Há dez anos, Bellinati criou seu trio de violões, hoje com ele (violão de seis cordas de aço), Daniel Murray (seis cordas de náilon) e Swami Jr. (sete cordas de náilon). A formação emula a que Garoto teve com Aymoré e Petit.
— No início, eu fazia sempre a função do Garoto. Depois, fui ficando ousado nos arranjos, incluindo muitos contrapontos, e hoje os violões fazem várias funções — conta Bellinati.
O repertório tem uma composição nunca antes gravada: “Nisso, pelaram a horta!!!” E tem as clássicas “Duas contas”, “Gente humilde”, “Lamentos do morro” e “Tristezas de um violão”.

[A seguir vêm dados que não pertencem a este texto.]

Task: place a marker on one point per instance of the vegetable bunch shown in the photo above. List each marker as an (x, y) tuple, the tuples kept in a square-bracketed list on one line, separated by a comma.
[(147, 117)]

Elas também estão em “Lembrando Garoto”, o álbum cuja faixa-título é um tema criado por Cristovão para o projeto — com frases melódicas de Garoto inseridas, como ele aponta. Aos 13 anos, ainda no acordeom, o pianista já tocava “Duas contas” em bailes.
— É incrível a capacidade do Garoto de harmonizar. Ele é o precursor da grande harmonia no Brasil — exalta Cristovão, que conta ter composto ao violão suas canções de grande sucesso, como “Resposta ao tempo” (com letra de Aldir Blanc), “Todo o sentimento” e “Tua cantiga” (ambas com Chico Buarque).
Por ser violonista, Lubambo diz tocar obras de Garoto “desde novinho”.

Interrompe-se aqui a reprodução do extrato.